Mots-clefs : Droits fondamentaux, Droit au respect de la vie familiale, Droit d’entretenir des relations personnelles avec ses ascendants, Limites, Balance des intérêts

Fondée sur les poursuites pénales engagées contre le père de l’enfant, la suspension du droit de visite de ses grands-parents constitue une violation du droit au respect de la vie familiale.

Dans son arrêt de chambre, rendu le 15 janvier 2015, Manuello et Nevi c/ Italie, la Cour européenne des droits de l’homme a retenu, à l’unanimité, une violation de l’article 8 (droit au respect de la vie privée et familiale) de la Convention européenne des droits de l’homme.

L’affaire concernait l’impossibilité pour les requérants de voir leur petite-fille en raison, dans un premier temps, de la non-exécution des décisions du tribunal autorisant des rencontres et, dans un second temps, de la décision du tribunal de suspendre celles-ci.

La Cour reconnaît que cette interdiction de rencontres entre les grands-parents et leur petite-fille, au motif que l’enfant associait ses grands-parents à son père et aux souffrances subies en raison de prétendus attouchements sexuels, s’inscrit dans les démarches que les autorités sont en droit d’entreprendre dans les affaires de sévices. 

Toutefois, en l’espèce, la procédure pénale à l’encontre du père était pendante quand les juridictions italiennes ont autorisé les rencontres et c’est après l’acquittement du père que les mêmes juridictions ont décidé d’interdire toute possibilité d’entrevue.

Bien que la Cour reconnaisse être consciente de la grande prudence qui s’impose dans des situations de ce type et que des mesures visant à protéger l’enfant peuvent impliquer une limitation des contacts avec les membres de la famille, elle estime que, dans cette affaire, les autorités n’ont pas déployé les efforts nécessaires pour sauvegarder le lien familial entre les grands-parents et leur petite fille, qui ne se sont pas vus depuis douze ans environ.

La Cour remarque à cet égard que trois ans se sont écoulés avant que le tribunal ne se prononce sur la demande des requérants de rencontrer leur petite-fille et que la décision du tribunal leur accordant un droit de visite n’a jamais été exécutée.

Si la Cour précise qu’il ne lui appartient pas de se substituer aux autorités nationales quant aux mesures qui auraient dû être prises, elle affirme cependant ne pas pouvoir passer outre le fait que les requérants n’ont pu voir leur petite-fille durant une très longue période, et qu’en dépit de tous leurs efforts pour rétablir le lien familial, aucune mesure allant dans ce sens n’a été prise par les autorités.

Après avoir rappelé que les liens entre les grands-parents et les petits-enfants relèvent des liens familiaux au sens de l’article 8 Conv.
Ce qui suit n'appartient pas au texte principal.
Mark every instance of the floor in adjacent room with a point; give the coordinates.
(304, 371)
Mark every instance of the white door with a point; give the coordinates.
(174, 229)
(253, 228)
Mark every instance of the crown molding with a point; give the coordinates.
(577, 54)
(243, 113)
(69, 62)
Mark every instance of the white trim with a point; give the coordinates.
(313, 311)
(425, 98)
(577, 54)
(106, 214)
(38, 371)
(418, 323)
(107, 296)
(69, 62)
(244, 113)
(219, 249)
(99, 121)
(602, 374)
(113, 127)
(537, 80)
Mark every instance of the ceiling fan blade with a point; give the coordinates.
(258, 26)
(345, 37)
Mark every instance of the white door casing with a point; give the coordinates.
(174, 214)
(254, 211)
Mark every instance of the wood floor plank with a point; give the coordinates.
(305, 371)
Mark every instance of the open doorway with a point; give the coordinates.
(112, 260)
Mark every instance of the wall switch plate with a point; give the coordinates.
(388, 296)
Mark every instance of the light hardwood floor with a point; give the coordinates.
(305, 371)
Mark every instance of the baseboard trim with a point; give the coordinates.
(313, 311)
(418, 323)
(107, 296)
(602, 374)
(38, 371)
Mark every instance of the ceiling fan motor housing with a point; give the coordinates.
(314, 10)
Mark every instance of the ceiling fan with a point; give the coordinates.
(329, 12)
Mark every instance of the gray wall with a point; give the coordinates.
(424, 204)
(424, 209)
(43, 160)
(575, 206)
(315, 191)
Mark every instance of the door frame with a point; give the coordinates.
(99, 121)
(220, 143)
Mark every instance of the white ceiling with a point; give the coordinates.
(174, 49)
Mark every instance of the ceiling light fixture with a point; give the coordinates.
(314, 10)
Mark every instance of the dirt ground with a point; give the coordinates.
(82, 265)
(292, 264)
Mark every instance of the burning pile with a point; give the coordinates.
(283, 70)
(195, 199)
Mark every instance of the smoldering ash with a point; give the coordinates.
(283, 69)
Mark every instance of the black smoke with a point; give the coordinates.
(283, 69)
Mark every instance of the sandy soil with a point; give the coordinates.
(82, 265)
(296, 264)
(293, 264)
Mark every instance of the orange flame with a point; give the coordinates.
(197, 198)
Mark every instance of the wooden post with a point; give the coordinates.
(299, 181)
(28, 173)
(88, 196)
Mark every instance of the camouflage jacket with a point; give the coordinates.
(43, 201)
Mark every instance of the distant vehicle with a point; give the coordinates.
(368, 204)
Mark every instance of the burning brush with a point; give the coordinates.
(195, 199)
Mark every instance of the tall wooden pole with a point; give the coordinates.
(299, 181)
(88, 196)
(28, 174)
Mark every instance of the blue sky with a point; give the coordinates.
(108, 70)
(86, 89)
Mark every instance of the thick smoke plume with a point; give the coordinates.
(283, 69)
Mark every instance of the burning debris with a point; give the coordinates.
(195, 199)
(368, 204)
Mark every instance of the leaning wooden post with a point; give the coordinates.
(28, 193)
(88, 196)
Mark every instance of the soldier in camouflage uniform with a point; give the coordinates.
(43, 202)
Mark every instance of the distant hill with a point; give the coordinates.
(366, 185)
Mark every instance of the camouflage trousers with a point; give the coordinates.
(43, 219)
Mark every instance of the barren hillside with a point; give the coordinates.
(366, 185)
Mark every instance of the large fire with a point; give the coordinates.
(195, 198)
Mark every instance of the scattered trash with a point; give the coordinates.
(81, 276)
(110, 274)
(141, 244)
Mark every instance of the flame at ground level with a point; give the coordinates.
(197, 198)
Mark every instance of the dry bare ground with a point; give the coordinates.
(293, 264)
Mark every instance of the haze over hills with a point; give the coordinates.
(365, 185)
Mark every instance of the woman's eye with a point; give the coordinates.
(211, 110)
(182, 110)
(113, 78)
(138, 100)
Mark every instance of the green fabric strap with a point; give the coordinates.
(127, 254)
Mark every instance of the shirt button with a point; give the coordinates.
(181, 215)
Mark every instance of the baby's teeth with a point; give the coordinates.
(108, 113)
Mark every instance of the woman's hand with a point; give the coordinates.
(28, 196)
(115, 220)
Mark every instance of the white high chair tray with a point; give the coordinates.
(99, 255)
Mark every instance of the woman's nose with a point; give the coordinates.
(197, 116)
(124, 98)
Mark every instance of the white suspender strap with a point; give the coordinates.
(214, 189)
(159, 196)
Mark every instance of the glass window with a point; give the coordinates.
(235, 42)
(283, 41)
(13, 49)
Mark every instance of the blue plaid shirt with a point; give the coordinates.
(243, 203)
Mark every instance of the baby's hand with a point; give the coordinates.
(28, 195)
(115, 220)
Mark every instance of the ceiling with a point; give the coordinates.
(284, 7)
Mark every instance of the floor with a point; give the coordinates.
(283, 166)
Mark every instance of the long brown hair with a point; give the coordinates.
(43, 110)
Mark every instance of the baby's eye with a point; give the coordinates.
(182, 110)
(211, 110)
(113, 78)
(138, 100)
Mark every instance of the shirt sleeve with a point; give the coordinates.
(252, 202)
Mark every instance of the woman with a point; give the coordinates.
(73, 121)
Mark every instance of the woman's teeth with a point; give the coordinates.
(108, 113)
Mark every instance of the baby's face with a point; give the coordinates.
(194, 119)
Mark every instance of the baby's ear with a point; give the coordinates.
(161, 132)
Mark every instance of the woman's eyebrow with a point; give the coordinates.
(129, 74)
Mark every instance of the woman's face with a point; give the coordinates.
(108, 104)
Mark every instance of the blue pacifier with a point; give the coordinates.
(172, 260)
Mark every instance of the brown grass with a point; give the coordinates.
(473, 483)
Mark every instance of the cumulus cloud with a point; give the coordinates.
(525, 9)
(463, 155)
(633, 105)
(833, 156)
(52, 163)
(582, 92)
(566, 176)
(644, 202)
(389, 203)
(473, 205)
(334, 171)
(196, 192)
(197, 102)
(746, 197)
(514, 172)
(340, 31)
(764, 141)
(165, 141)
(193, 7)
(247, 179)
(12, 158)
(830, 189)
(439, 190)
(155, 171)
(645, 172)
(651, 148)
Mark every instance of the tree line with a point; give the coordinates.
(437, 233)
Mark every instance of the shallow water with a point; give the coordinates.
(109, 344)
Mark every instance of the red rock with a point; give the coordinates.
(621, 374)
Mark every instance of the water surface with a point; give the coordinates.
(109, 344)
EDH et que ce n’est que dans des circonstances exceptionnelles que des mesures aboutissant à briser les liens entre un enfant et sa famille peuvent être appliquées, la Cour conclut que le droit au respect de la vie familiale des requérants a été, en l’espèce, méconnu.
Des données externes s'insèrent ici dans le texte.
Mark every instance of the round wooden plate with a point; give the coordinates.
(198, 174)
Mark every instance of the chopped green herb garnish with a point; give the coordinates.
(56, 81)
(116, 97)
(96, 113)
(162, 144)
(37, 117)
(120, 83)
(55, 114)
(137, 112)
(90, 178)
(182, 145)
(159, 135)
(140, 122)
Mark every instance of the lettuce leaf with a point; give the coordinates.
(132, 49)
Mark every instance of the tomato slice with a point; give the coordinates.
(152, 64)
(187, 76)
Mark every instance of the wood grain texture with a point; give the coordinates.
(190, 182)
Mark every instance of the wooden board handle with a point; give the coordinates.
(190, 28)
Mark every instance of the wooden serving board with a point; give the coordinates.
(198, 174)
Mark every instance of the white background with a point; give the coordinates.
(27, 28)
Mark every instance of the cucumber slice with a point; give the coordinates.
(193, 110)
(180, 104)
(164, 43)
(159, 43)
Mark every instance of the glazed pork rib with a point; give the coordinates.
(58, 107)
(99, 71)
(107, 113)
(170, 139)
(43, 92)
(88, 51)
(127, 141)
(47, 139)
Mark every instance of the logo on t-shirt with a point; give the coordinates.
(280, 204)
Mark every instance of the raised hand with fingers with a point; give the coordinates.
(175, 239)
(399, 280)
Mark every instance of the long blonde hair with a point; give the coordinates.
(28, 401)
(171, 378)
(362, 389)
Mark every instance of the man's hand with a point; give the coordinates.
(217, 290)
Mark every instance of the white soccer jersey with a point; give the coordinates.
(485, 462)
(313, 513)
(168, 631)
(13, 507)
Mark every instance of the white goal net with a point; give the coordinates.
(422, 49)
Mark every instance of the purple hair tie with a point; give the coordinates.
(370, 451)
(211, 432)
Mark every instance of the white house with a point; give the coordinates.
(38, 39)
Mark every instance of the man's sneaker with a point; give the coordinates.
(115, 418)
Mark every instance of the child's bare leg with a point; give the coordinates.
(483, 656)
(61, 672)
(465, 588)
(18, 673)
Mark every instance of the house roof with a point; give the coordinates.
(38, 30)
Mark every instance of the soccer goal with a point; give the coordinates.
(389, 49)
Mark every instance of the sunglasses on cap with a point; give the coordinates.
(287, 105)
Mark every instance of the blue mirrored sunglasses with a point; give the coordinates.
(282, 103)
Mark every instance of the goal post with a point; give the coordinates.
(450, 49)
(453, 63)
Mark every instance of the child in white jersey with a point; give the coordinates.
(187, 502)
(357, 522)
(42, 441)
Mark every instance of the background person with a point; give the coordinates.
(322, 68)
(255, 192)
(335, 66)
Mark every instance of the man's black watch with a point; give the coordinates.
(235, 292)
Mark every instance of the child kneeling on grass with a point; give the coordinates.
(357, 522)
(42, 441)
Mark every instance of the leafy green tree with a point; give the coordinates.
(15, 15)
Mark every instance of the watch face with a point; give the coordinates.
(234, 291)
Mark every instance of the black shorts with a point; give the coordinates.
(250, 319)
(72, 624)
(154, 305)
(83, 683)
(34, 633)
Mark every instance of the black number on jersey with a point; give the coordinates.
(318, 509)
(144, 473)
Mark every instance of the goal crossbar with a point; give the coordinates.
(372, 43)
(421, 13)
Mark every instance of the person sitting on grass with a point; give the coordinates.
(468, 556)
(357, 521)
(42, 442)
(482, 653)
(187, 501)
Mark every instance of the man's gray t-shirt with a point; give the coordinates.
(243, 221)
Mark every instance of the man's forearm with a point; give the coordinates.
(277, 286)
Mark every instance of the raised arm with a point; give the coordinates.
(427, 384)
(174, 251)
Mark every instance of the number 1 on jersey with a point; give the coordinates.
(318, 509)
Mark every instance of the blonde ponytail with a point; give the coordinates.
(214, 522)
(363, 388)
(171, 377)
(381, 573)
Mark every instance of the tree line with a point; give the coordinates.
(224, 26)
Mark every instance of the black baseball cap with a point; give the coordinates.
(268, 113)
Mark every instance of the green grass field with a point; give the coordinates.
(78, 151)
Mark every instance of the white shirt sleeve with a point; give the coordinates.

Pour la Cour, le texte de l’article 8 de la Conv. EDH exige que, dans ce type d’affaires, le processus décisionnel des autorités nationales conduisant à prendre des mesures d’ingérence soit équitable et respecte la vie familiale des ascendants.

Remarquons, qu’en France, la même balance des intérêts familiaux en présence est, sous l’angle des droits fondamentaux de l’enfant comme de ses ascendants, effectuée par les juges.

Ainsi, en droit français, le droit de surveillance des parents ne les autorise pas à faire obstacle aux relations entre l’enfant et ses grands-parents et arrière-grands-parents : entretenir des relations personnelles avec ses ascendants est un droit de l’enfant (C. civ., art. 371-4, al. 1er).

En cas de difficulté dans l’entretien ou le maintien de ses relations, l’enfant, représenté par un mandataire ad hoc, et/ou ses grands-parents peuvent demander un droit de correspondance ainsi qu’un droit de visite et d’hébergement. Ils doivent saisir le juge aux affaires familiales du lieu où demeure le mineur et mettre en cause les deux parents ainsi que le procureur de la République.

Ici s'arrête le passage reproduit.